After being physically active for most of his adult life, my father, then just days away from his 77th birthday, had been enduring a series of health challenges for several years. Still, neither I nor my sister were prepared for the news we got that morning. Daddy was dying of end-stage renal disease (ESRD).

Dialysis was not an option. My father was already in poor health and putting him through the medical procedures necessary for a man of his age to get dialysis and prolong his life would do little more than prolong his dying.

The painful decision made that morning was to make arrangements for palliative care. We were given prescriptions to fill, sheets of instructions for daddy’s diet and end of life care and we took him home to die. Everything else about that day was mostly a blur for me. I remember struggling to keep my emotions in check, how long the drive along the Eastern Main Road into Port-of-Spain seemed and stopping at my workplace, rushing into my office, so I could finally give way to tears in private. Since it was Sunday, I had the privacy of an almost deserted newsroom at that time of the morning to vent my grief.

Processing that bad news, coming to terms with the fact that daddy had only a few months to live, was a struggle. Home care had to be arranged. Nurses were hired to attend to d­addy during the day. Overnight care was handled by my mother, sister and adult son.
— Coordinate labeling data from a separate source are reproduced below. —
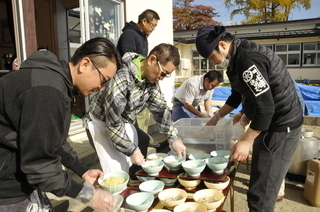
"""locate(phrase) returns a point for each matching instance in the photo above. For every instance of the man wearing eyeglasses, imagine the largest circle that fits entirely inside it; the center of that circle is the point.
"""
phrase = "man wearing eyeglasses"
(112, 112)
(134, 39)
(35, 115)
(134, 35)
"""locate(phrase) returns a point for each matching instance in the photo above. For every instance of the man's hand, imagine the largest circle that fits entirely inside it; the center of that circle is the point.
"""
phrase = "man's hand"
(240, 150)
(92, 175)
(137, 158)
(214, 120)
(179, 148)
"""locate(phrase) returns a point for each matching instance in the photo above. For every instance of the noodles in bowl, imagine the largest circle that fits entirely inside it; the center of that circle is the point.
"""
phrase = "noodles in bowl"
(114, 182)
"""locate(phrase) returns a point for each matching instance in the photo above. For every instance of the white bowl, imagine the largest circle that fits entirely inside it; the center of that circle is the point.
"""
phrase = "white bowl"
(190, 206)
(210, 198)
(116, 188)
(174, 162)
(194, 167)
(172, 153)
(168, 181)
(152, 186)
(199, 156)
(140, 201)
(188, 184)
(217, 185)
(217, 164)
(152, 167)
(157, 156)
(220, 153)
(172, 197)
(145, 178)
(120, 198)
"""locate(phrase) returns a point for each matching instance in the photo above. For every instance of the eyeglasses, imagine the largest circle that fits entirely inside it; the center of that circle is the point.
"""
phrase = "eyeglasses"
(163, 74)
(104, 79)
(152, 25)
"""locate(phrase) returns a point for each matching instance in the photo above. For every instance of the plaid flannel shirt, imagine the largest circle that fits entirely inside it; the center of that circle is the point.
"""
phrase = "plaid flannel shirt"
(123, 98)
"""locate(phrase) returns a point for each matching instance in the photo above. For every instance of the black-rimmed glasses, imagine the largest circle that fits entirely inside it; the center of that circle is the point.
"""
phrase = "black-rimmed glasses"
(104, 79)
(152, 25)
(163, 74)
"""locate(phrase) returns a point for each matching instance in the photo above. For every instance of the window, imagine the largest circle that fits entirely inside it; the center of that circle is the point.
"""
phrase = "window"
(311, 54)
(289, 53)
(201, 65)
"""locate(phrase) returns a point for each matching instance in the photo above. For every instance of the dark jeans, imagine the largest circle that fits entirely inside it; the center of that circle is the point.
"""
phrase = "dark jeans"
(271, 158)
(143, 146)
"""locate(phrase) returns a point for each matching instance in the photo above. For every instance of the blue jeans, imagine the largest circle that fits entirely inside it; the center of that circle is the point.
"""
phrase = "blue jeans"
(271, 158)
(179, 111)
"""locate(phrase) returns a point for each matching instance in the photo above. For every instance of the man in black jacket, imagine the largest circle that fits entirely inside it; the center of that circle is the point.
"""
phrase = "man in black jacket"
(35, 114)
(260, 78)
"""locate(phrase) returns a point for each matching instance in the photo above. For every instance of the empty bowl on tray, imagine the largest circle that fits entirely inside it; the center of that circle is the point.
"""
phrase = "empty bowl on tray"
(140, 201)
(199, 156)
(157, 156)
(174, 162)
(217, 164)
(188, 184)
(190, 206)
(145, 178)
(217, 185)
(172, 197)
(152, 167)
(152, 186)
(120, 198)
(114, 182)
(210, 198)
(220, 153)
(194, 167)
(168, 181)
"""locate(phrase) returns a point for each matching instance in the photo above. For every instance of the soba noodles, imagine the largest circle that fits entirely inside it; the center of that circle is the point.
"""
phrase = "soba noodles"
(113, 181)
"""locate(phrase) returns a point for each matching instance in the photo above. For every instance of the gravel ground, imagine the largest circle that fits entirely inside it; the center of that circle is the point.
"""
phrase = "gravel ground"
(293, 202)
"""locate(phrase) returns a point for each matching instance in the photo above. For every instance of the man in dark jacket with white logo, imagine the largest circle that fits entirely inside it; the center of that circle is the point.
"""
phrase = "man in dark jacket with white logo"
(260, 78)
(35, 115)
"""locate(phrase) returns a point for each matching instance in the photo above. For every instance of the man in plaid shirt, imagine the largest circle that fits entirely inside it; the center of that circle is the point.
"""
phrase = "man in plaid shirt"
(120, 145)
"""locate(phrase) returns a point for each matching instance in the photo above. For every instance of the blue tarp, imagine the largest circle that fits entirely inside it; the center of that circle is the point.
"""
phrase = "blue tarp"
(310, 94)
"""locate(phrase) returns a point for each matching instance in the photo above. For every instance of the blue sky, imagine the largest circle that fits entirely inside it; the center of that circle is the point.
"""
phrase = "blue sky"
(313, 12)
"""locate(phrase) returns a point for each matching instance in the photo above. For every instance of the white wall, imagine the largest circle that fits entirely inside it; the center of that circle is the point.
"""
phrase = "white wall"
(162, 34)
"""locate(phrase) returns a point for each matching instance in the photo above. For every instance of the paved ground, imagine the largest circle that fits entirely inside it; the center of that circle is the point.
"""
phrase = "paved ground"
(293, 202)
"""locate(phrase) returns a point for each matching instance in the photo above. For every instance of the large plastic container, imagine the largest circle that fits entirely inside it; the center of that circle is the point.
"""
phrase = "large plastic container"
(200, 138)
(193, 128)
(311, 191)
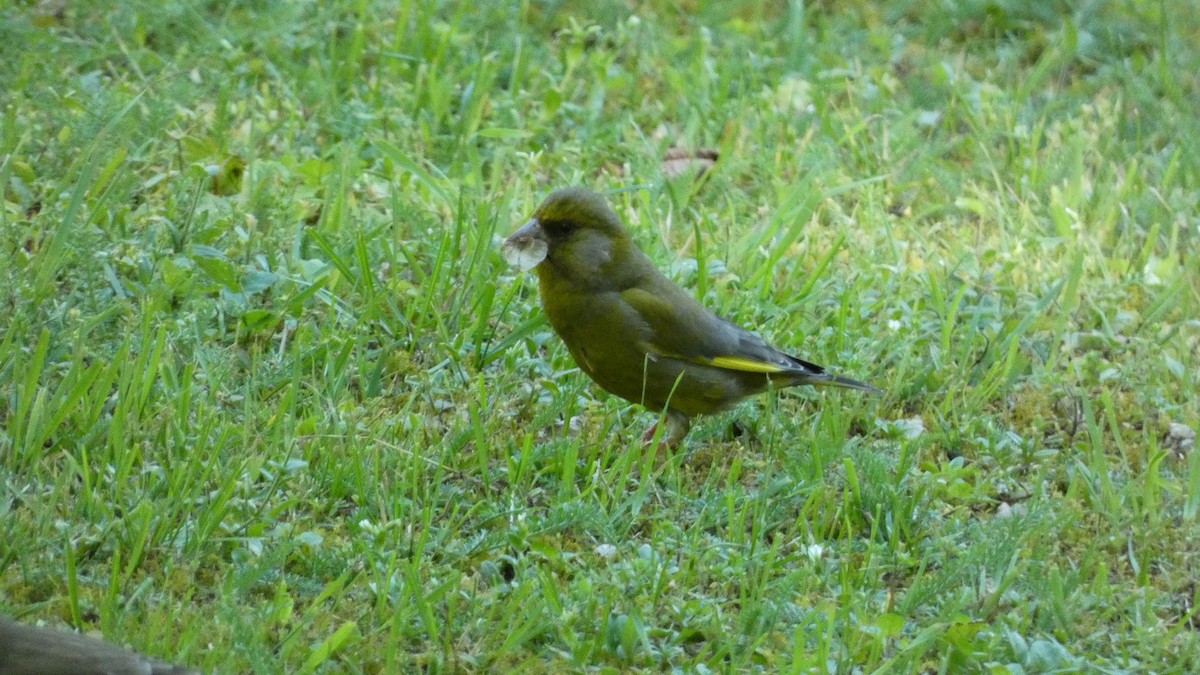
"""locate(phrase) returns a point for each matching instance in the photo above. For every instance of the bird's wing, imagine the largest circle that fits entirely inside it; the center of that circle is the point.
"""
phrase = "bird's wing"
(681, 328)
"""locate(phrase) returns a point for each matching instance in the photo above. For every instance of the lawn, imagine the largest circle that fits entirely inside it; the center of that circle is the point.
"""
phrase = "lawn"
(271, 400)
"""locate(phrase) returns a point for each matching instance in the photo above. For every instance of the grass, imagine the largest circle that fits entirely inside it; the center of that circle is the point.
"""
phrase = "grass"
(270, 400)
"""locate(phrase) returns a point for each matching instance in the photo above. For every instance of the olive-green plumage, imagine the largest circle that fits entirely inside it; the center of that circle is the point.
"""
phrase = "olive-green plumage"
(634, 332)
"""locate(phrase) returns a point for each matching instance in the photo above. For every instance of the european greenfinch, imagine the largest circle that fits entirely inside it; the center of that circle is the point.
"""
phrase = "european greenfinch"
(29, 650)
(635, 333)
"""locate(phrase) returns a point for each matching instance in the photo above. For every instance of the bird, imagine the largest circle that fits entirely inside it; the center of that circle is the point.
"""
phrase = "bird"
(29, 650)
(633, 330)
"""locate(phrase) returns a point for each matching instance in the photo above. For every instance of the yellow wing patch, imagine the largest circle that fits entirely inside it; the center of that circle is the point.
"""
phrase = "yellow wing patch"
(748, 365)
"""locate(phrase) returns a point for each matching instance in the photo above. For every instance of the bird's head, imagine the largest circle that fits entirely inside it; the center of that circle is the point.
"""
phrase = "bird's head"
(574, 236)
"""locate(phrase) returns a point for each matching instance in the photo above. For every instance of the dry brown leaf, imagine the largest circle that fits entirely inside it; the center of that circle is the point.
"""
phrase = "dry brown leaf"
(679, 161)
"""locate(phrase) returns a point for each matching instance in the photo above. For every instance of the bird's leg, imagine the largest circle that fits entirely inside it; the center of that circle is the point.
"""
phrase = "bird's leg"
(677, 429)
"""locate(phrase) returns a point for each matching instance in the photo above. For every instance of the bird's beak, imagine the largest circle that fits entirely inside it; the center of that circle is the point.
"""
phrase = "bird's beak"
(527, 246)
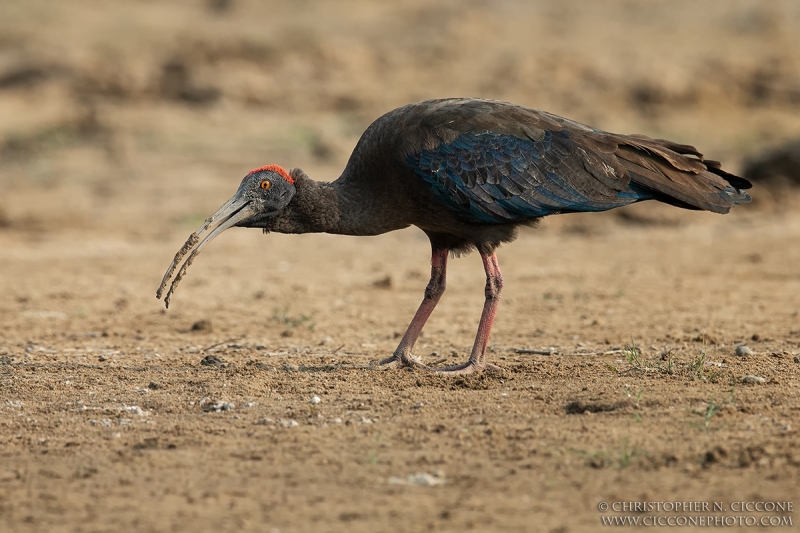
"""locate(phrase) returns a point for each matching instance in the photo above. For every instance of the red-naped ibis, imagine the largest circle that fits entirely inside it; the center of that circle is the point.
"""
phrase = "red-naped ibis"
(468, 173)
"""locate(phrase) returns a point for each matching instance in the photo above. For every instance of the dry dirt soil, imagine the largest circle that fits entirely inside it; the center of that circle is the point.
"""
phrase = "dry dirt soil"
(124, 124)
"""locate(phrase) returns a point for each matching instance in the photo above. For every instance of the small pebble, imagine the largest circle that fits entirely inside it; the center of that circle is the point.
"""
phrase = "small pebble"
(136, 410)
(203, 326)
(218, 406)
(211, 360)
(743, 349)
(421, 478)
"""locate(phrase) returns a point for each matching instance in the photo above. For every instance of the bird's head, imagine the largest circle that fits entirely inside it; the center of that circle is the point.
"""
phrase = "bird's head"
(262, 195)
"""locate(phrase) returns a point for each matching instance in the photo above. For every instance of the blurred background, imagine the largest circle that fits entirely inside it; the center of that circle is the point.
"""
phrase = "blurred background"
(141, 116)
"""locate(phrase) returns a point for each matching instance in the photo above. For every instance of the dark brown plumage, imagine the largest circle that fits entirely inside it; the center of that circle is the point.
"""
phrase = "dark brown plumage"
(468, 173)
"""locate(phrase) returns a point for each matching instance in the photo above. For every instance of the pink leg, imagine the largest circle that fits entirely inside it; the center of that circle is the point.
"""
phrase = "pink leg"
(477, 359)
(402, 355)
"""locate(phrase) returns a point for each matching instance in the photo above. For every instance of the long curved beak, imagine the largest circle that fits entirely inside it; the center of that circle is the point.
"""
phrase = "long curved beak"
(232, 212)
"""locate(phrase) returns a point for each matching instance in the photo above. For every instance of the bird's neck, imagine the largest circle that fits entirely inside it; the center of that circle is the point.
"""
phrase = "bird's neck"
(337, 207)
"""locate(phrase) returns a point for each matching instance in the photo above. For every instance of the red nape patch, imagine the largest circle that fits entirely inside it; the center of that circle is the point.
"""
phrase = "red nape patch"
(274, 168)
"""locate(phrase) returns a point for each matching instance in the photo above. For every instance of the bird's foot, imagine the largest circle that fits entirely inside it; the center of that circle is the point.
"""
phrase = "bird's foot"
(470, 367)
(402, 360)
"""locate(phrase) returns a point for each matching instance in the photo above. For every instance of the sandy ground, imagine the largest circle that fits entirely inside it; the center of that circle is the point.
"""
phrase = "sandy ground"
(123, 127)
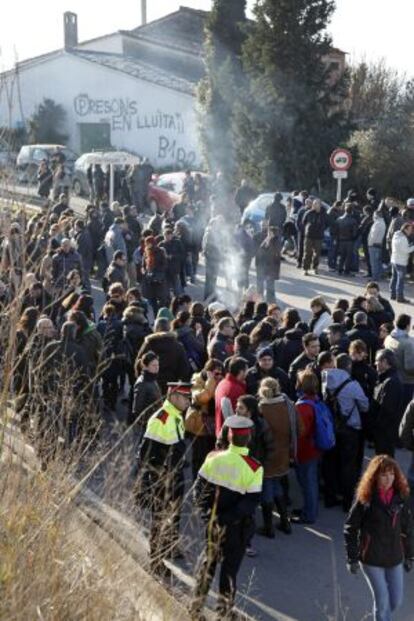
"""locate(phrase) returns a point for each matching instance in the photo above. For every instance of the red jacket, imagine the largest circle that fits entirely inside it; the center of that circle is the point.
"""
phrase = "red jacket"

As often as I could I would drop in on mornings on the way to work to help him with his breakfast and to administer the injections and cocktail of pills that were part of his daily regimen.

Watching a loved one die is difficult, to put it very mildly. But at least we had time. Time to say goodbye, to ensure all his final wishes were carried out.

My father developed ESRD because he had suffered with Type 2 diabetes most of his adult life. He had been an active man. He had been a physical education teacher at Mt Hope Junior Secondary and most evenings he could be found at the public courts in Port-of-Spain—now the location of NAPA—playing and coaching tennis.

Although he took care with his diet and exercise, the truth is that for many years my father lived with a progressive and untreatable disease which is one of the most common causes of ESRD. 

On the night of January 28, 2011, my father, Fitzroy Thomas Sheppard, passed away peacefully after a seven month struggle with ESRD.

Long before I had that personal encounter with kidney disease, I signed up as an organ donor with the Ministry of Health’s National Organ Transplant Unit. It is my wish to donate my kidneys—and any other organs than can be transplanted, to save another’s life. Seeing the terrible toll that diseases like ESRD can take only strengthens my determination to share the gift of life whenever I get the chance.